Running redash on Kubernetes

Redash is a very handy tool that allows for you to connect to various data sources and produce interesting graphs. Your BI people most likely love it already.

Redash makes use of Redis, Postgres and a number of services written in Django as can be seen in this example docker-compose.yml file. However, there is very scarce information on how to run it on Kubernetes. I suspect that part of the reason is that while docker-compose.yml makes use of YAML’s merge, kubectl does not allow for this. So there exist templates that make a lot of redundant copies of a large block of lines. There must be a better way, right?
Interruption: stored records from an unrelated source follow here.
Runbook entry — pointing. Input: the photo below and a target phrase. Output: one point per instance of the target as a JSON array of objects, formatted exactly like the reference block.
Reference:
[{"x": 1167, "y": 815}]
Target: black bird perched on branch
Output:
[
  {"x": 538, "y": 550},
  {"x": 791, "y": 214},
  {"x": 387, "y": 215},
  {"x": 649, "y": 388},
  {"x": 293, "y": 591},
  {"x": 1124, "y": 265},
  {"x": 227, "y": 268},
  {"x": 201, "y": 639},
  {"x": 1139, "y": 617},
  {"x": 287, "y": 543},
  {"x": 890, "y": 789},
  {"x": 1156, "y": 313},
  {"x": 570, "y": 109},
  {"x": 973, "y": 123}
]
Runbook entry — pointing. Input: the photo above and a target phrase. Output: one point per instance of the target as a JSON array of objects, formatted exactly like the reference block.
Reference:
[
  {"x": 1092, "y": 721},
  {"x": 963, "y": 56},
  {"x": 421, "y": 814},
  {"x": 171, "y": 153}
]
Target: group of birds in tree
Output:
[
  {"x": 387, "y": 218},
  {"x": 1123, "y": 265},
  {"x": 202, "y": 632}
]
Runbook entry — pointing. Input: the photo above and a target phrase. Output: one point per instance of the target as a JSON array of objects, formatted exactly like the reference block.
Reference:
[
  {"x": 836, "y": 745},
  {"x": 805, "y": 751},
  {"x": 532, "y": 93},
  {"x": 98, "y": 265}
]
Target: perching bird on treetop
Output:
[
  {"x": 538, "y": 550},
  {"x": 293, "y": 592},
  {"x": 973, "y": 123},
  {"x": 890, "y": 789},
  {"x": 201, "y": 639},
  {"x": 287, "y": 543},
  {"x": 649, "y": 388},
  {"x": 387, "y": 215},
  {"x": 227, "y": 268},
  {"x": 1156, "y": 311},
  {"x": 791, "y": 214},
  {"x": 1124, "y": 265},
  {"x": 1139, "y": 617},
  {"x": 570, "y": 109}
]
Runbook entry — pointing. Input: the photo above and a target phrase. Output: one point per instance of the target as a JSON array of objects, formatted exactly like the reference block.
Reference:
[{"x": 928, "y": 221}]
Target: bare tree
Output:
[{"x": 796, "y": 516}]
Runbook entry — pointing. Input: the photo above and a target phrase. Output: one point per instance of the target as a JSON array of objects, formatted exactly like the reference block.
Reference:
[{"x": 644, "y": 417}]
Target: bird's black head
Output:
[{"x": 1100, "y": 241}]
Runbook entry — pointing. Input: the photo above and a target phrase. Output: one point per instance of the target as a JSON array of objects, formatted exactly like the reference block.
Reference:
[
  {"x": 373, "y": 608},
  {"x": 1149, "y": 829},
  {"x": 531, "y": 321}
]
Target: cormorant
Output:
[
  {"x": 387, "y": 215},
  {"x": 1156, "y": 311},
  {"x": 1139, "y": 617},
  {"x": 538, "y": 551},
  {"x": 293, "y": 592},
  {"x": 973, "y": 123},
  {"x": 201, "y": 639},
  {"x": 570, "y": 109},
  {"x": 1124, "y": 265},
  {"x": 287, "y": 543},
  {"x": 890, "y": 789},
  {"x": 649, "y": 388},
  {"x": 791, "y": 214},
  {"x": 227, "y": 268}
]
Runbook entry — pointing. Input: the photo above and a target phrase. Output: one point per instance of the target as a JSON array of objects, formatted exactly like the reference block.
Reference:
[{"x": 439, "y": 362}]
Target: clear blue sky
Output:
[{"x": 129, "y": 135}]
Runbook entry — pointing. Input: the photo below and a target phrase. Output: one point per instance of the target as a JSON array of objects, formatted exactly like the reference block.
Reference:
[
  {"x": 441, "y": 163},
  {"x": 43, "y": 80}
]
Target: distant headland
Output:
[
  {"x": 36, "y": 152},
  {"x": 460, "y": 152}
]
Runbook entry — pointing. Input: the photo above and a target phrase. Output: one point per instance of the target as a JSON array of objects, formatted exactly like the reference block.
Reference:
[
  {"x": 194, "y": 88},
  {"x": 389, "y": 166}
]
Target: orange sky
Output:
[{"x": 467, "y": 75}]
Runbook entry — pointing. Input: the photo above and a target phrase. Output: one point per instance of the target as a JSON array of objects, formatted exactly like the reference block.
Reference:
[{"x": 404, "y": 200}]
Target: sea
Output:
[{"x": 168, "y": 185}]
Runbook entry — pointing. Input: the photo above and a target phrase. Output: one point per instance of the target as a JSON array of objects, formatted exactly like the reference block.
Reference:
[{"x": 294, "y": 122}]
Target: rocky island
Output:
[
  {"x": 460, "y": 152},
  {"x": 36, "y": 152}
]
Since the example deployment with docker-compose runs all services on a single host, I decided to run my example deployment in a single pod with multiple containers. You can always switch to a better deployment to suit your needs if you like afterwards.

Next, was my quest on how to deal with the redundancy needed for the environment variables used by the different Redash containers. If only there was a template or macro language I could use. Well the most readily available, with the less installation hassle (if not already on your system) is m4. And you do not have to do weird sendmail.cf stuff as you will see. Using m4 allows us to run something like m4 redash-deployment-simple.m4 | kubectl apply -f - and be done with it:

divert(-1)
define(redash_environment, `
        - name: PYTHONUNBUFFERED
          value: "0"
        - name: REDASH_REDIS_URL
          value: "redis://127.0.0.1:6379/0"
        - name: REDASH_MAIL_USERNAME
          value: "redash"
        - name: REDASH_MAIL_USE_TLS
          value: "true"
        - name: REDASH_MAIL_USE_SSL
          value: "false"
        - name: REDASH_MAIL_SERVER
          value: "mail.example.net"
        - name: REDASH_MAIL_PORT
          value: "587"
        - name: REDASH_MAIL_PASSWORD
          value: "password"
        - name: REDASH_MAIL_DEFAULT_SENDER
          value: "redash@mail.example.net"
        - name: REDASH_LOG_LEVEL
          value: "INFO"
        - name: REDASH_DATABASE_URL
          value: "postgresql://redash:redash@127.0.0.1:5432/redash"
        - name: REDASH_COOKIE_SECRET
          value: "not-so-secret"
        - name: REDASH_ADDITIONAL_QUERY_RUNNERS
          value: "redash.query_runner.python"
')

divert(0)
---
apiVersion: apps/v1
kind: Deployment
metadata:
  name: redash
  labels:
    app: redash
spec:
  replicas: 1
  selector:
    matchLabels:
      app: redash
  strategy:
    rollingUpdate:
      maxSurge: 0
      maxUnavailable: 1
    type: RollingUpdate
  template:
    metadata:
      labels:
        app: redash
    spec:
      containers:
      - name: redis
        image: redis
        ports:
        - name: redis
          containerPort: 6379
      - name: postgres
        image: postgres:11
        env:
        - name: POSTGRES_USER
          value: redash
        - name: POSTGRES_PASSWORD
          value: redash
        - name: POSTGRES_DB
          value: redash
        ports:
        - name: postgres
          containerPort: 5432
      - name: server
        image: redash/redash
        args: [ "server" ]
        env:
        - name: REDASH_WEB_WORKERS
          value: "2"
        redash_environment
        ports:
        - name: redash
          containerPort: 5000
      - name:  scheduler
        image: redash/redash
        args: [ "scheduler" ]
        env:
        - name: QUEUES
          value: "celery"
        - name: WORKERS_COUNT
          value: "1"
        redash_environment
      - name: schedulded-worker
        image: redash/redash
        args: [ "worker" ]
        env:
        - name: QUEUES
          value: "scheduled_queries,schemas"
        - name: WORKERS_COUNT
          value: "1"
      - name: adhoc-worker
        image: redash/redash
        args: [ "worker" ]
        env:
        - name: QUEUES
          value: "queries"
        - name: WORKERS_COUNT
          value: "1"
        redash_environment
---
apiVersion: v1
kind: Service
metadata:
  name: redash-nodeport
spec:
  type: NodePort
  selector:
    app: redash
  ports:
  - port: 5000
    targetPort: 5000

You can grab redash-deployment.m4 from Pastebin. What we did above was to define the macro redash_environment (with care for proper indentation) and use this in the container definitions in the Pod instead of copy-pasting that bunch of lines four times. Yes, you could have done it with any other template processor too.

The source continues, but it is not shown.